We showed that the overall changes in methylation were bigger in between generations and to a lesser extent between dietary groups. This can be attributed to natural occurring variation across generations representing a covariate and differences in the age of the samples analyzed for DNA methylation [79]. Based on the few associations we made between the methylation and transcription changes in grown offspring, it is also difficult to conclude on whether parental (F0) diet influenced the environment of the developing embryo while priming hepatic gene expression of progeny [18, 33, 88]. Two studies in rodents could not link parental diet-associated DNA methylation changes with gene expression in the progeny [44, 89]. This underlines the need for more detailed knowledge on the complex link between nutrients and epigenetic modifications, for example, in the germline and early embryo resulting in altered gene expression and metabolic phenotypes in grown offspring [88]. Nevertheless, we reported several DNA methylation differences present in the livers of grown offspring. Although we could not link overall methylation differences to DEG in the liver, it is conceivable that the reported methylation changes rather regulate gene expression during early development or in other tissues. This indicates that epigenetic mechanisms of gene regulation may act in a spatio-temporal matter, meaning tissue-specific and specific for developmental stages. More studies are needed to further illuminate and validate the mechanisms.

Conclusions

This study has shown that parental dietary ARA influences DNA methylation in zebrafish liver. Hepatic methylation patterns across different genomic regions have been reported in two generations. We identified 2338 loci in the parental livers and 2142 loci in the livers of their progeny showing differential methylation between the dietary groups. We compared the DNA methylation changes in progeny livers to existing gene expression changes, but only based on few gene annotations. Although we reported several genes possibly regulated by diet-associated methylation changes, our results are limited to liver tissue, and causal or functional associations remain undiscovered. Thus, it is possible that the relation between DNA methylation and gene expression changes is stronger during early developmental stages or in tissues other than liver. The effects of nutritional induced DNA methylation changes at specific CpG loci in a transgenerational context and the extent of epigenetic gene regulation need to be verified by further studies.

Supporting information

S1 File. Ingredients, nutritional and selected fatty acid composition of control and high ARA diet.

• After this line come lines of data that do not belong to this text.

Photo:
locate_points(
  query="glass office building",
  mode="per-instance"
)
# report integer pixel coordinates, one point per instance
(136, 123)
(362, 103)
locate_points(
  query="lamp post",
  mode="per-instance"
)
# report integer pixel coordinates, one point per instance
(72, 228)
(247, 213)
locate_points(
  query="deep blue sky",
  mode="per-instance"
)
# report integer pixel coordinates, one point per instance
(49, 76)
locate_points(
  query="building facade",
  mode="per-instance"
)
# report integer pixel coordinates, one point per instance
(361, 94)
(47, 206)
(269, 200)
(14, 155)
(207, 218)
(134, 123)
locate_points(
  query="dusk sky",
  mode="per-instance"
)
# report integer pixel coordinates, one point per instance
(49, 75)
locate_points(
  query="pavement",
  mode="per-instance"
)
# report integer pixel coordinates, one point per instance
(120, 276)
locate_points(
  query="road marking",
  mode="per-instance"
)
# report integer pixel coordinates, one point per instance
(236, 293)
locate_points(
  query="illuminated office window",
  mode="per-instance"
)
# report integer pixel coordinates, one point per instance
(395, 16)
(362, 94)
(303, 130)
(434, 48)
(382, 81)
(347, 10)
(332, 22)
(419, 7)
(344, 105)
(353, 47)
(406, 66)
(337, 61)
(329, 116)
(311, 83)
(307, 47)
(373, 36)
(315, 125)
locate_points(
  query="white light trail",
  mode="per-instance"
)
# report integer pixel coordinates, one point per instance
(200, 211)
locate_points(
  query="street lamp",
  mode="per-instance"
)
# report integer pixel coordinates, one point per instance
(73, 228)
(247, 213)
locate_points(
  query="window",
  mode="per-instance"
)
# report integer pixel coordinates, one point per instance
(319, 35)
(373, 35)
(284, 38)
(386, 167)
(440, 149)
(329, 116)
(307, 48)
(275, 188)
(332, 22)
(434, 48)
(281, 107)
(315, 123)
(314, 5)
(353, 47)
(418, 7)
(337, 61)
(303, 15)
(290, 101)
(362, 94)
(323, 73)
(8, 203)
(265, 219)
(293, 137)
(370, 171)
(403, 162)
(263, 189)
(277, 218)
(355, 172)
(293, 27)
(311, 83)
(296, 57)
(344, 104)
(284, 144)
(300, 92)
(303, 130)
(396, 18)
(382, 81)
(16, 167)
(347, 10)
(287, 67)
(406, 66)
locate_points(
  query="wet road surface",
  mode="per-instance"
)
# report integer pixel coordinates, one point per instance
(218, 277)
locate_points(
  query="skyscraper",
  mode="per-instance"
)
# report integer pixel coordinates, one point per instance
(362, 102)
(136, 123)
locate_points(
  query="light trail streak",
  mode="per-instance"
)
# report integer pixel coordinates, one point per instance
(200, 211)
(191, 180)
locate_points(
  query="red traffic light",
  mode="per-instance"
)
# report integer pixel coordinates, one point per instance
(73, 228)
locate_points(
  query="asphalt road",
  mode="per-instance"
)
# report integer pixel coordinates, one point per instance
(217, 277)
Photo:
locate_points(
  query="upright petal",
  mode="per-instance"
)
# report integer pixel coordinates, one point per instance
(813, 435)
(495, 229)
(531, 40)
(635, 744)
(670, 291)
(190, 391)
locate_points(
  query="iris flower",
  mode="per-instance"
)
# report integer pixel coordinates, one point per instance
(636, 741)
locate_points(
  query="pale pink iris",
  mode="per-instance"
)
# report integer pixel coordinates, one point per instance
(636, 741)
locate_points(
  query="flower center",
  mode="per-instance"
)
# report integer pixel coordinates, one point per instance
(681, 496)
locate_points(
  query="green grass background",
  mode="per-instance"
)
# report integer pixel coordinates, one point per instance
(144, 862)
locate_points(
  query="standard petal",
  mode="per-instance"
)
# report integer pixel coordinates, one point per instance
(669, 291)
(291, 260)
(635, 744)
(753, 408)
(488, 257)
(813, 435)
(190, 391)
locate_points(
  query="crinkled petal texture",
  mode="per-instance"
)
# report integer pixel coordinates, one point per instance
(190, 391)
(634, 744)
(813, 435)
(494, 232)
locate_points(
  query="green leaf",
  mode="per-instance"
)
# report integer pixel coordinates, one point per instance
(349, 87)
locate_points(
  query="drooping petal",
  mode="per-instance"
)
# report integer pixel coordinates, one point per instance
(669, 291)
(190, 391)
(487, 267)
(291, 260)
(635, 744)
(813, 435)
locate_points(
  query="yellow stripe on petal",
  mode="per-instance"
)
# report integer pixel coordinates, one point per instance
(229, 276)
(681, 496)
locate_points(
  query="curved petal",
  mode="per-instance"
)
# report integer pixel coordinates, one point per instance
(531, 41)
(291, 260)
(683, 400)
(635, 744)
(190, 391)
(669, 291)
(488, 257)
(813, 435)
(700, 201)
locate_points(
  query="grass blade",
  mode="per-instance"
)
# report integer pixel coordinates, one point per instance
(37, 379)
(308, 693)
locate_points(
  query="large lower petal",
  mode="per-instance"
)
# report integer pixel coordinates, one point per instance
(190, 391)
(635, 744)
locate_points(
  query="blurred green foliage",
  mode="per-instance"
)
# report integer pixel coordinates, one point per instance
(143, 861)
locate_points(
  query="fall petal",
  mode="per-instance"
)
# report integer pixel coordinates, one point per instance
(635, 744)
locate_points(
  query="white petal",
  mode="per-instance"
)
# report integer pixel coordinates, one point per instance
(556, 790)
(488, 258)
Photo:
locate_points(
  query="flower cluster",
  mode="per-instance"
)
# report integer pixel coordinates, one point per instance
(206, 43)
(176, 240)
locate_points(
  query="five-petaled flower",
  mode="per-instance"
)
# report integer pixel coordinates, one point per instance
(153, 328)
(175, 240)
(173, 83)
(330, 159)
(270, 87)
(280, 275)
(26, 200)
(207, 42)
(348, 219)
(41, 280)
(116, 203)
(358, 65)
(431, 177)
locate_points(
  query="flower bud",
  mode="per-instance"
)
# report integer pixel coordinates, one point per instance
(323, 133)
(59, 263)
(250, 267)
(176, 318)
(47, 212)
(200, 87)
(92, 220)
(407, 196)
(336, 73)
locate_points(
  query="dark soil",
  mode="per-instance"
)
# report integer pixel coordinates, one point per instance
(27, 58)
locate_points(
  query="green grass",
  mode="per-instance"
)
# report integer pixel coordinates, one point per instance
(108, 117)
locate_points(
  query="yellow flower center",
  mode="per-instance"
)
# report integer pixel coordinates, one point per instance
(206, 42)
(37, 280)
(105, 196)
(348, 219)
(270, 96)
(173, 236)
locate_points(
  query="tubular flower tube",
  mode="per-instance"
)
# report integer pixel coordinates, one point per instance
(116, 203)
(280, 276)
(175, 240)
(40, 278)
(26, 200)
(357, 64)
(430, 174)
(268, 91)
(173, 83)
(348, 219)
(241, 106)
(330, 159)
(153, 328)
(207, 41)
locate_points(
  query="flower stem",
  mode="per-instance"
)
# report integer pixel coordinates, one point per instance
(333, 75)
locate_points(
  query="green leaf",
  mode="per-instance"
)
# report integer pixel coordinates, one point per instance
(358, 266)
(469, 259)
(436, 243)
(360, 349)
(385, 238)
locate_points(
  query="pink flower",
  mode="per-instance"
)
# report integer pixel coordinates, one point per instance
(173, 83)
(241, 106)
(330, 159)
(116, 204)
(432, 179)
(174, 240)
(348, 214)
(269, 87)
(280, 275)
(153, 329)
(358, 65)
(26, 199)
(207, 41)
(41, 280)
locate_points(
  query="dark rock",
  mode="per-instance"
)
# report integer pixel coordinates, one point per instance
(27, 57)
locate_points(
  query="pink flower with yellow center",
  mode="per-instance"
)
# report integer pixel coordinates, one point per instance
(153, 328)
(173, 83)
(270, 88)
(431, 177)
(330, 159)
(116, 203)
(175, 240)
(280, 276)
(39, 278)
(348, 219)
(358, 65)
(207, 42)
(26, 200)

https://doi.org/10.1371/journal.pone.0220934.s001

(PDF)

S2 File. Global methylation means, bisulfite conversion and mapping rates from reduced representation bisulfite sequencing of F0 and F1 livers.

https://doi.org/10.1371/journal.pone.0220934.s002

(XLSX)

S3 File. Log2 transformed enrichment ratios for differentially methylated (DM) loci within genomic regions (CpG islands, CpG island shores, exons, introns and promoters) in F0 (A) and F1 (B) zebrafish liver.

https://doi.org/10.1371/journal.pone.0220934.s003

(PDF)

S4 File. F0 and F1 differentially methylated loci annotation (Ensembl) by genomic regions and identical differentially methylated loci between generations.

https://doi.org/10.1371/journal.pone.0220934.s004

(XLSX)

S5 File. Functional annotation of F0 and F1 differentially methylated loci for KEGG pathways and GO terms.

https://doi.org/10.1371/journal.pone.0220934.s005

(ZIP)

S6 File. Differentially expressed genes from RNA-sequencing of F0 and F1 livers comparing control and high ARA group (Ensembl).

https://doi.org/10.1371/journal.pone.0220934.s006

(XLSX)

S7 File. Common gene annotations to differentially methylated loci (DML) and differentially expressed genes (DEG) in F0 and F1 zebrafish livers.

https://doi.org/10.1371/journal.pone.0220934.s007

(PDF)

S8 File. Differential methylation and differential gene expression of overlapping genes from F1 and F0 generation comparing high ARA and control group.

https://doi.org/10.1371/journal.pone.0220934.s008

(XLSX)

S9 File. Predicted upstream regulators based on differentially expressed genes in F1 generation using IPA.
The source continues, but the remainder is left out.